Best-practice patient billing includes:

  • Clear, itemized statements that explain what was billed, what insurance paid, and what the patient owes
  • Multiple payment options (online portal, credit card, payment plans)
  • Timely statement delivery — ideally within 5–7 days of ERA posting
  • Compliance with the No Surprises Act (effective January 2022), which prohibits unexpected out-of-network billing

Common Medical Billing Errors and How to Prevent Them

Error Type Impact Prevention
Incorrect patient demographics Eligibility denial Real-time eligibility verification at scheduling and day-of-service
Missing/invalid modifier Payer rejection NCCI-compliant coding software + coder training
Outdated ICD-10 or CPT code Rejection or audit Annual code update training; check CMS.gov before Oct 1 each year
No prior authorization Medical necessity denial PA tracking system integrated into scheduling workflow
Late claim submission Timely filing denial Claim submission within 24–48 hours of encounter
Upcoding/undercoding Compliance risk or revenue loss E/M level audits; coder certification (CPC, CCS)

Conclusion

Medical billing workflow is not a back-office function; it is the financial engine of your practice. Every step, from the moment a patient books an appointment to the day the last dollar is collected, carries risk and opportunity. 

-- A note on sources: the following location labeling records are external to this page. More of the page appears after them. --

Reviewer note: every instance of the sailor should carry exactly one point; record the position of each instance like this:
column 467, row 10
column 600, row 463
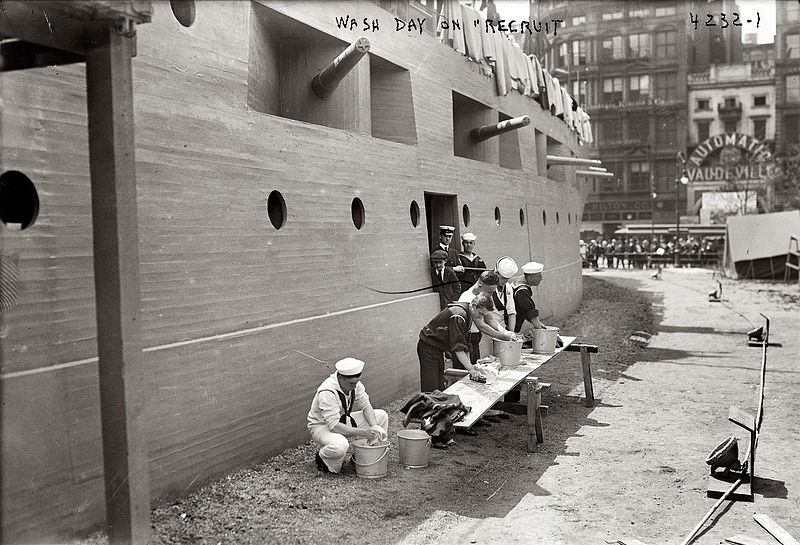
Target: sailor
column 470, row 261
column 444, row 279
column 505, row 312
column 340, row 411
column 523, row 299
column 445, row 238
column 487, row 283
column 448, row 332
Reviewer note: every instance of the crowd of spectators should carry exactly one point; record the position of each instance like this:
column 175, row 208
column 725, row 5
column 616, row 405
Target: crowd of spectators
column 646, row 252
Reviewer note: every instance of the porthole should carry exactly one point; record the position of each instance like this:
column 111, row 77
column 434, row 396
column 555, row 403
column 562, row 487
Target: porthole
column 414, row 211
column 357, row 210
column 19, row 201
column 184, row 11
column 276, row 208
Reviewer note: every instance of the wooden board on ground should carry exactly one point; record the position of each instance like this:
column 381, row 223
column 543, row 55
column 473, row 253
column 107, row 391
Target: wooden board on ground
column 740, row 539
column 775, row 529
column 481, row 397
column 718, row 486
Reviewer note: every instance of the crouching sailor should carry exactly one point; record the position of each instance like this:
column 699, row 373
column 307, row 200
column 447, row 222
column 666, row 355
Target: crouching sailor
column 340, row 411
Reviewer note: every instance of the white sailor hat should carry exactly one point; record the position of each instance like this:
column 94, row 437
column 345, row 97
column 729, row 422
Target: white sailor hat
column 349, row 367
column 506, row 267
column 532, row 267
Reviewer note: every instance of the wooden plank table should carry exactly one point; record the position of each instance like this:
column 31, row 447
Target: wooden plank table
column 481, row 397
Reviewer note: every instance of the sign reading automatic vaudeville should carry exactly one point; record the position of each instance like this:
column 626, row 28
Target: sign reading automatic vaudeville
column 730, row 164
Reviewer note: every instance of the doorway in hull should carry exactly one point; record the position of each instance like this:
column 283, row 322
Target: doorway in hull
column 441, row 209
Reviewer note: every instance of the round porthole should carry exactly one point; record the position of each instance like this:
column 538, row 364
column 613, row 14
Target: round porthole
column 357, row 211
column 19, row 201
column 184, row 11
column 414, row 212
column 276, row 208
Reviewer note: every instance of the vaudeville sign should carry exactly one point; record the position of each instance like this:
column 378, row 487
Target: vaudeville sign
column 730, row 164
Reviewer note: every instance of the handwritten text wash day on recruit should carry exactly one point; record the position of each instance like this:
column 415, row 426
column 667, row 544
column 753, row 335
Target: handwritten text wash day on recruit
column 415, row 24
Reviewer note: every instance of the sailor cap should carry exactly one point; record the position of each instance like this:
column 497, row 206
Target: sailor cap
column 506, row 267
column 349, row 367
column 532, row 267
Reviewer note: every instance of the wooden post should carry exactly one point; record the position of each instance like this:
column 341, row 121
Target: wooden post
column 109, row 93
column 587, row 376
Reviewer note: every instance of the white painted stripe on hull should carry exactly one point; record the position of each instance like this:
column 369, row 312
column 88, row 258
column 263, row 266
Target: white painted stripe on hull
column 221, row 336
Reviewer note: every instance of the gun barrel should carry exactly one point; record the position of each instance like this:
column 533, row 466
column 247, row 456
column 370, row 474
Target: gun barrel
column 329, row 77
column 575, row 161
column 487, row 131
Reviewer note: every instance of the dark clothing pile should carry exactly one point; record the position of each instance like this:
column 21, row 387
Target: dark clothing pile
column 436, row 412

The practices that thrive this year and beyond are the ones that invest in clean front-end processes, technology-assisted coding and scrubbing, proactive denial prevention, and compliant documentation, all aligned with the latest CMS guidance.

If your current billing workflow is leaving money on the table, costing you staff hours in rework, or creating compliance exposure, it’s time to act.

At NYC Medical Billing, we specialize in end-to-end revenue cycle management for healthcare providers across New York and beyond. From real-time eligibility verification and prior authorization to denial management and patient collections, our certified billing professionals handle every step of your medical billing workflow.

 

Frequently Asked Questions

What is the basic medical billing workflow?

What are common medical billing procedures? Common procedures include verifying insurance coverage, coding medical services using ICD/CPT codes, submitting claims, following up on denied claims, and collecting patient payments.

What is the medical billing process?

Medical billing involves creating invoices for services rendered to patients, a process known as the billing cycle or Revenue Cycle Management (RCM)

What are 12 billing cycles?

Your credit card billing cycle typically lasts 28 to 31 days. The number of days in each billing cycle can change, but it should be roughly one month. There should be 12 billing cycles for your credit card per year, even if December’s billing cycle ends sometime in January.